Marilyn Monroe goes femme fatale in this thriller about two honeymooning couples in Niagara Falls. Monroe vamps it up as a newlywed already plotting to kill her husband. Joseph Cotten is all war-ravaged cluelessness as her cuckolded spouse. And plucky Jean Peters is the good-hearted married gal who pieces everything together.

Shallow Grave (1994)

Before hitting it big with Trainspotting, Danny Boyle made this thriller about three flatmates who find their new tenant dead but loaded with ill-gotten cash. Instead of telling the police, they bury his body and agree to share the money. But plans like this never work out and Boyle revels in the way these friends slowly but surely turn on each other.

The Last Seduction (1994)

Linda Fiorentino plays Bridget, a bad, bad girl who finds herself in a small town after fleeing her no-good husband with a million dollars of his money.
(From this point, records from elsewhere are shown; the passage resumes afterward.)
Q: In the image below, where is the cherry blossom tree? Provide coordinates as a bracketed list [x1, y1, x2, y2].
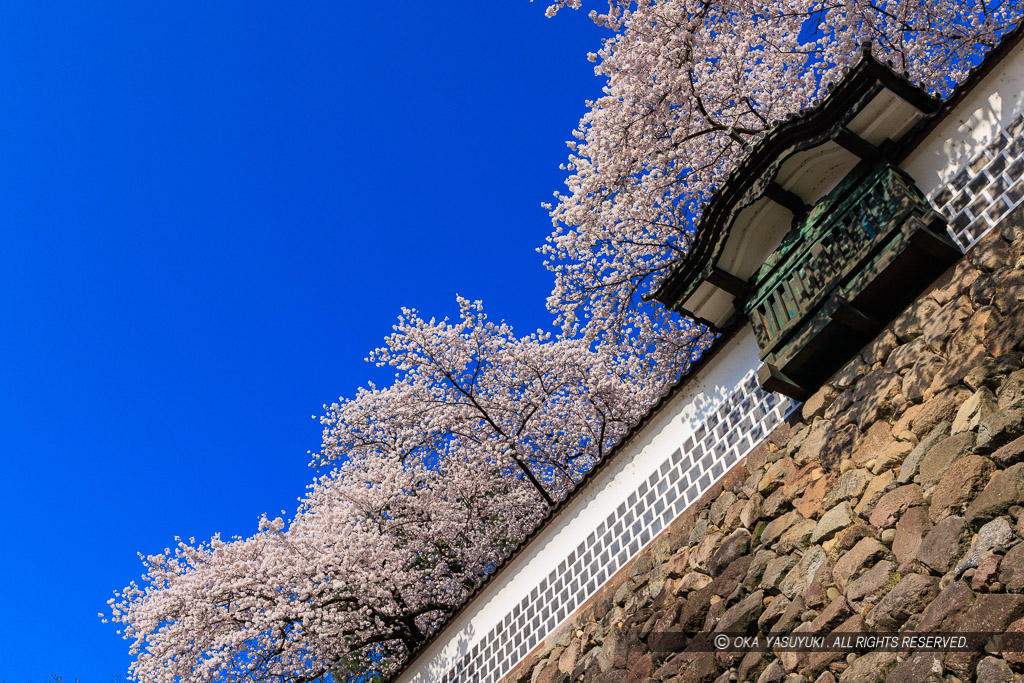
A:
[541, 0, 1022, 342]
[107, 299, 709, 682]
[108, 1, 1022, 680]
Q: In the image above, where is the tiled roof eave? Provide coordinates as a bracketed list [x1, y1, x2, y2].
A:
[652, 52, 942, 313]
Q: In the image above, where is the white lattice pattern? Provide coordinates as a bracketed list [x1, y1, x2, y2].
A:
[930, 113, 1024, 250]
[433, 372, 795, 683]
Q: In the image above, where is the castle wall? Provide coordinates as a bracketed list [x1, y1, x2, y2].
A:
[400, 35, 1024, 683]
[502, 208, 1024, 683]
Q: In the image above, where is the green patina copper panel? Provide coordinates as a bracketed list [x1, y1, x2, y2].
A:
[744, 160, 951, 382]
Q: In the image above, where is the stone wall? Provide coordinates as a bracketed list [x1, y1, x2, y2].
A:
[505, 212, 1024, 683]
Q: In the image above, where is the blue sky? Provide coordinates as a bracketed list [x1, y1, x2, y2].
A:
[0, 3, 605, 680]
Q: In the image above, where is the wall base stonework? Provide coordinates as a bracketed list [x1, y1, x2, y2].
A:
[504, 209, 1024, 683]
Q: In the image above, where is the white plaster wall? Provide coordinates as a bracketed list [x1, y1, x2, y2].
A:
[904, 38, 1024, 196]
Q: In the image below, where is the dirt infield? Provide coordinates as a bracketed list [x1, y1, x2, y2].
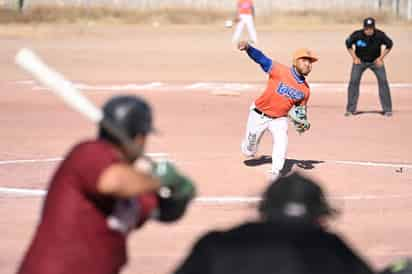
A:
[1, 25, 411, 274]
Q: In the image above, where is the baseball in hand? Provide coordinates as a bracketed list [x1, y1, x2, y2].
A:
[237, 41, 249, 51]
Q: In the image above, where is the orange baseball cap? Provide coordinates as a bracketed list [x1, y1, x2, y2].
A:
[293, 48, 318, 63]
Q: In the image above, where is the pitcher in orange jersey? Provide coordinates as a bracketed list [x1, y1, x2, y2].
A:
[238, 41, 318, 180]
[232, 0, 257, 44]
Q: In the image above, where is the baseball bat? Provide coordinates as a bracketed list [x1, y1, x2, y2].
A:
[15, 48, 153, 164]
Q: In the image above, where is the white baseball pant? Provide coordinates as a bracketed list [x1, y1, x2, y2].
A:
[241, 104, 288, 176]
[232, 14, 258, 44]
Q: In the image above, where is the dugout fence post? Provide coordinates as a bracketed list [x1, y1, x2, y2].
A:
[392, 0, 400, 17]
[18, 0, 24, 12]
[408, 0, 412, 20]
[376, 0, 383, 10]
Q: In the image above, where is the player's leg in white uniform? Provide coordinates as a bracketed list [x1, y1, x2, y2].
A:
[232, 15, 246, 43]
[267, 117, 289, 179]
[241, 105, 269, 157]
[244, 14, 258, 44]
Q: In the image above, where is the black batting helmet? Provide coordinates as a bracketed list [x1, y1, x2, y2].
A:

Luckily she finds an innocent lug to bed while fending off all the hapless detectives sent by her livid spouse. Bridget has no redeeming qualities, which makes her fascinating to watch and, ironically, easy to root for. Fiorentino’s performance, fearless and sardonic, deserves a place in the Cinematic Bad Girl Hall of Fame.

The Spanish Prisoner (1998)

David Mamet was a Pulitzer Prize-winning playwright before turning to film. His first movie, House of Games, was a twisty delight. In The Spanish Prisoner,  he raises the bar. Campbell Scott plays a corporate fall guy with access to a secret formula that everyone, including the Feds, wants a piece of. The formula, a Hitchcockian MacGuffin if ever there was one, is simply an excuse to watch Scott being pulled in every direction, set to the tune of Mamet’s mind-spinning dialogue.

Posted on by Todd Posted in Musings

4 Responses to Ten Crime Gems

  1. slamdunk

    Neat list–many of those I have not seen.

    It will give me some ideas in a few years when I am not surrounded by Disney shows and kids wanting attention.

    Enjoy your day.

  2. Pop Culture Nerd

    Oh my gosh, we are the same person! I’ve seen all of these and agree that all are gems. Well, except for CACHE, which confused me a bit.

    I wish Fiorentino were still making movies. I can’t think of anyone quite like her working today.

  3. Todd

    We’re the same person? Does that mean I’m really the person behind the ninja mask? Trippy!

    The ending of Cache is very polarizing in that you have to look really, really carefully at that final shot to get an idea of what’s going on. The rest of the film, though, is amazing. And I love Fiorentino and wish she still had a career. She had such a retro, film noir aura about her, even when doing comedies. She would have been right at home on the big screen in the forties and fifties. But in the nineties, Hollywood didn’t know what to do with her.

  4. Jeremy

    For me, it would be BRICK. 500k budget and they used that limitation to make the film better.

    Regarding Linda Fiorentino,
    I think she also struggled from having as rep as being difficult to work with.

    I remember first seeing her in Gotcha!